A Question Of Privacy — For Doctors
The American Medical Association recently fought a lawsuit from the group Consumers' Checkbook, which tried to get some of the data for individual physicians released.
Psychiatrist Jeremy Lazarus, who serves on the AMA's board of trustees, says he's not convinced the data would be useful. Consider the example of a doctor working as part of a team, he says. How would you know whose performance the data reflected?
Privacy also becomes an issue. Medicare officials are careful not to release data on individual patients. Lazarus says the same rule should apply to physicians. If people learned how many procedures a doctor filed for through Medicare, they could figure out something about how much money the doctor makes. "And that is personal information," Lazarus says.

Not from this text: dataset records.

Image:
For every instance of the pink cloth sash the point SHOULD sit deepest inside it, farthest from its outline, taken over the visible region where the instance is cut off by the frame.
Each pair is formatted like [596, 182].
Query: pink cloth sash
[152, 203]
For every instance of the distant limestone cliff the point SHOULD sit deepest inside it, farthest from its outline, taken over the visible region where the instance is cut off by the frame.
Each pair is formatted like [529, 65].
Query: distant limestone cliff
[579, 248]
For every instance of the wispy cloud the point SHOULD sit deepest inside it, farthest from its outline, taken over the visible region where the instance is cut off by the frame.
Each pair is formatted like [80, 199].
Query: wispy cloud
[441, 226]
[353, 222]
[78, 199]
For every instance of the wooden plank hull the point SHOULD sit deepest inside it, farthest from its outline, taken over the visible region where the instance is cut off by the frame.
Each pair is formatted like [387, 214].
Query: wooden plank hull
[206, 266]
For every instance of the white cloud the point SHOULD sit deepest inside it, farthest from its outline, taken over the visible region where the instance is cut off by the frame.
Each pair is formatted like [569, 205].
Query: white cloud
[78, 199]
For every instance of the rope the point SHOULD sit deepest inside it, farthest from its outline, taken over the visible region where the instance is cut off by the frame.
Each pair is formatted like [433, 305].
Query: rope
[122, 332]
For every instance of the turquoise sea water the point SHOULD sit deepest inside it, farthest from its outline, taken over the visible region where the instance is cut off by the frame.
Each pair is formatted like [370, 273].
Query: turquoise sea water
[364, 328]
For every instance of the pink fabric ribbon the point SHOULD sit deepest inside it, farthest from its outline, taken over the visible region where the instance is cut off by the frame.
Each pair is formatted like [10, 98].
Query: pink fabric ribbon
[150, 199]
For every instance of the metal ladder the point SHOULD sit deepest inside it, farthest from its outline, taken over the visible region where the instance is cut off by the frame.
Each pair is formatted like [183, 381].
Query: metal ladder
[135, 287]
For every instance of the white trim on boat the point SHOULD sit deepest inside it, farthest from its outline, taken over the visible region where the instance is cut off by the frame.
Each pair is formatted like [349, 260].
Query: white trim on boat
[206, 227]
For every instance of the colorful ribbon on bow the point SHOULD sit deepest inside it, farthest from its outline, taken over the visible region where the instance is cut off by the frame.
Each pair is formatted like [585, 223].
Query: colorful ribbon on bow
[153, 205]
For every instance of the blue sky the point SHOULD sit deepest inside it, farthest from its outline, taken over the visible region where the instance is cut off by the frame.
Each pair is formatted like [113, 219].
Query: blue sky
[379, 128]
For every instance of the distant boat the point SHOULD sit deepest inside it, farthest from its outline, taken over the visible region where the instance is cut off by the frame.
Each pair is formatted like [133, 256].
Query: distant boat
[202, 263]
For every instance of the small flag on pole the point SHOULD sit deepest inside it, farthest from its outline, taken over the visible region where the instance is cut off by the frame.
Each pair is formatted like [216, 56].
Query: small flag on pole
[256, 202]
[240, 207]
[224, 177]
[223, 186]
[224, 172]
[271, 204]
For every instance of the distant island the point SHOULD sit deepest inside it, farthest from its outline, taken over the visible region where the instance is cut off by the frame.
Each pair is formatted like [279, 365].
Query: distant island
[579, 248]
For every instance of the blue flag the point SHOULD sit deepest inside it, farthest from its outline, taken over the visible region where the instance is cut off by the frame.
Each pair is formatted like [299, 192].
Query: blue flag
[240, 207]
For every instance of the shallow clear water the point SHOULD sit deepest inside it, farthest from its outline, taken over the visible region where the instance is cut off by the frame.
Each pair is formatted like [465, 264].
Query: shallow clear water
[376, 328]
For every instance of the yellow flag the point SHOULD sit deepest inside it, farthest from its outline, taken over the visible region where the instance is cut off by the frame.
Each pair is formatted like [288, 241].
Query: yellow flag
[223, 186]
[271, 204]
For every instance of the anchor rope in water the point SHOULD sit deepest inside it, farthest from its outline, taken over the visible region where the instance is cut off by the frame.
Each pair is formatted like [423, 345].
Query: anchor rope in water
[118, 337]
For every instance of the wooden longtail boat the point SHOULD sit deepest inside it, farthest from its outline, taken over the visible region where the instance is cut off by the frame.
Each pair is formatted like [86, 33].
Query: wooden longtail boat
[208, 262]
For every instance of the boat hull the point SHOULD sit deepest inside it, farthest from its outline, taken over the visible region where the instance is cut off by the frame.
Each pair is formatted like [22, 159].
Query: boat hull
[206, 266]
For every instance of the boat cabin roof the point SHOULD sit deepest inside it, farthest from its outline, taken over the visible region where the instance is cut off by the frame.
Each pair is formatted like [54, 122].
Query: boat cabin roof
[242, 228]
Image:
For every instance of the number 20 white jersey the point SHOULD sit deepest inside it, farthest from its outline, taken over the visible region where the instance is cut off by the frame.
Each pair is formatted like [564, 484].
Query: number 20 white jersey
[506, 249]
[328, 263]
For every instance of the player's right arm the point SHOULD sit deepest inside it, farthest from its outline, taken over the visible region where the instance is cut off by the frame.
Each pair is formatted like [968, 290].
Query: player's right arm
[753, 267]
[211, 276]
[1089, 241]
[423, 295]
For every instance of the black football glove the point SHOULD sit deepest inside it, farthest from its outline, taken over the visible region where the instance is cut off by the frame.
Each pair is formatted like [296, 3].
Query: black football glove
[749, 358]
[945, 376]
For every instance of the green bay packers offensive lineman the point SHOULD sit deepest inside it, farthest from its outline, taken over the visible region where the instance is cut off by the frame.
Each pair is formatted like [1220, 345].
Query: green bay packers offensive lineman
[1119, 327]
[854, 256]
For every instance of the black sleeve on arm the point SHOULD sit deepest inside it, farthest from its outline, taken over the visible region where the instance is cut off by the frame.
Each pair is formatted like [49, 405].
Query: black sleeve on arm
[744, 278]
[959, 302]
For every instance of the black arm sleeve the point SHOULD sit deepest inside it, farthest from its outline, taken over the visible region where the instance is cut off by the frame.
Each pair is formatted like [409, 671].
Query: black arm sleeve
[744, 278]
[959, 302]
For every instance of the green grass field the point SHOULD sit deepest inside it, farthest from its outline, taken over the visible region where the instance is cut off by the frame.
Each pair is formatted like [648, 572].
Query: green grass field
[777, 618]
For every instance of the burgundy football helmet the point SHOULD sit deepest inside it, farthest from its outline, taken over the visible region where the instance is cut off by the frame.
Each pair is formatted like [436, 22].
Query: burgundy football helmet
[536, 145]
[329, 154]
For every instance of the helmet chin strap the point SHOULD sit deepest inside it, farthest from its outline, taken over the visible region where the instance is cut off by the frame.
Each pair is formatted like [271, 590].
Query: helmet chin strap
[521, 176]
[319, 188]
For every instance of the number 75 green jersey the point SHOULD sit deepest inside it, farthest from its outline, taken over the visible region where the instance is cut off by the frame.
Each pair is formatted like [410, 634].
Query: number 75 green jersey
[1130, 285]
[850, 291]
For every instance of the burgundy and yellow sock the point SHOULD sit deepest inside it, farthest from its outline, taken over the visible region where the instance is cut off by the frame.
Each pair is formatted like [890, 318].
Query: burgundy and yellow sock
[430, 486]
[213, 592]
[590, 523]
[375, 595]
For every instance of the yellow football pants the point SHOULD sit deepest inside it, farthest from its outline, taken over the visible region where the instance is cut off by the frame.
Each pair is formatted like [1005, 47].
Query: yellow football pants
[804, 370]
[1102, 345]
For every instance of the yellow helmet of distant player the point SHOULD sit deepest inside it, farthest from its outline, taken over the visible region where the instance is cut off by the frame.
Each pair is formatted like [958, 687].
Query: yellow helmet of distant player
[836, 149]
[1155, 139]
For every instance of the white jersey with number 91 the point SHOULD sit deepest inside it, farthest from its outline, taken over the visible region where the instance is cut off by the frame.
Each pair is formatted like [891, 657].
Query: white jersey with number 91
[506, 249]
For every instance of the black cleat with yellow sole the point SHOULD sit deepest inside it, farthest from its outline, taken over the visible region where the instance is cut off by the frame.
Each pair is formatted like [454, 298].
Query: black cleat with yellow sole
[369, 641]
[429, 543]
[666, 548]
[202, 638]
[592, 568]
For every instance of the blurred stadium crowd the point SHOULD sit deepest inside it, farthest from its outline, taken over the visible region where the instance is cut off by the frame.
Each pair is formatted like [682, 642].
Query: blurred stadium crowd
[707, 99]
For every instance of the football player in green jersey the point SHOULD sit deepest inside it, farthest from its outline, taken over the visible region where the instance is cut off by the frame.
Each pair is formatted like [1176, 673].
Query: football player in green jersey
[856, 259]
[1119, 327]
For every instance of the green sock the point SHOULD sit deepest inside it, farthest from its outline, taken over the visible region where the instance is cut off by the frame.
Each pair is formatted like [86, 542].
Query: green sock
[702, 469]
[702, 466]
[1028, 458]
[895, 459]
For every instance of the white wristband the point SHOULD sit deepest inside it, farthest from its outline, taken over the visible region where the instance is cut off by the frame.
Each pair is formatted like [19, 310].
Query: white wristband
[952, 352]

That argument holds no sway with Joseph Califano, the secretary of health, education and welfare under President Jimmy Carter. Califano says the Medicare database is paid for by the taxpayers.
"There is no free federal lunch, OK?" he says. "When you get federal dollars, there is a price."
When he was in office, Califano wanted to release the data on individual physicians. He ran into resistance from Congress and eventually gave up. "Every member of Congress has their favorite doctor, their favorite hospital in their district," he says. "And those guys come to them and say, 'You can't let this happen!' "
Today the battle has finally landed in court. Consumers' Checkbook asked the courts in 2006 to release information about individual physicians under the Freedom of Information Act. The government argued against handing over the data, and the AMA eventually joined in.
In 2007, a judge ruled in favor of releasing the data. Early this year, a panel of judges overturned that decision. Consumers' Checkbook is now weighing whether to appeal the case, this time to the U.S. Supreme Court.